The FC Carolina Alliance Huntersville Highlanders and 97 Lake Norman Soccer Club Black joined teams from Virginia, New Jersey and Pennsylvania in the U.S. finals of the Volkswagen Junior Masters Soccer Series, an international youth tournament for kids 13 years old and younger.
The FCCA Huntersville team place 11th in the tournament and the LNSC Black team placed 10th in a highly competitive field last weekend.
The winner, PDA Pele from New Jersey, won an all expenses paid trip to South Africa next May to compete in the Junior Masters World Finals against teams from 20 different countries.
The tournament will lead into the FIFA World Cup, which starts begins in June in South Africa.
Both teams qualified by playing in the championship game of the Twin City Classic in Winston Salem.
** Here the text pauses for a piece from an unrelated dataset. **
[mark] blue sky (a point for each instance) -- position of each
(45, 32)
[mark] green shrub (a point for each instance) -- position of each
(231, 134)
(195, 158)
The FCCA Huntersville Highlanders won their match 6-2.
Ross Steedman, the FCCA Huntersville coach, said the D.C. trip was a great experience for his players.
"It's one of those things they'll never forget," he said before leaving for the tournament. "They will get to meet new friends from around the country."
The 97 LNSC Black team, based out of the Lake Norman Soccer Club in Mooresville, is coached by Chip Warne and features players from Huntersville, Mooresville, Statesville and Hickory.
Steedman's team, which has been playing together for about four years, is based out of the Strikers Soccer Center in Huntersville. Steedman's family moved from Scotland and opened up the center 10 years ago.
Suzy Delaney, whose 11-year-old son, Harrison, is on the Huntersville team, said she was nervous about the team playing in the U.S. finals.
"I want them to do well," she said before the tournament. "They're not nervous. They're ready. They're excited about it."
Harrison started playing soccer when he was five, but Steedman said that some of the players on the team have been playing since they were three.
"I've got a highly competitive team," said Steedman. "All the boys are good."
The weekend wasn't all business for the players. On Friday there was a pep rally and on Saturday night the players got to go see the Major League Soccer match between D.C. United and Columbus Crew at RFK Stadium. They were even honored on the field during halftime.
The Lake Norman team was also honored by Keffer Volkswagen in Huntersville during a send-off party last Tuesday night.
Grant Couch, the son of LNSC Black's assistant coach Brian Couch, is specifically excited about one thing this weekend: "training with the D.C. United players." The MLS players held a special clinic Sunday morning for all the teams.
The 11-year-old, who has never been to the nation's capital before, is also excited about visiting the Smithsonian.
Both teams left on Thursday to give them time to take in the sights and "make a weekend out of it," said Steedman.
LNSC Black spent most of Friday sightseeing around the city.
The Junior Masters tournament is an effort by Volkswagen to increase soccer participation and awareness in the U.S. and give kids a chance to compete with teams from around the world.
Delaney likes the idea of the tournament, since soccer is often overshadowed by football and basketball.
"I think it's awesome," said Delaney. "I like that they're trying to put soccer up on a bigger pedestal."
The Fox Soccer Channel covered the event and even profiled a few of the players, including LNSC Black's Elijah Clark, who has no hands and limited use of his arms. The five-part series about the tournament will be televised on the Fox Soccer Channel in November.
"They've been wonderful," said Couch of the organizers of the tournament. "They're doing a great job."
More than anything, Brian Couch hopes that the players remember the weekend and make the most out of the unique experience.
"I think it's great," Couch said. "I grew up playing soccer and never had an opportunity like this."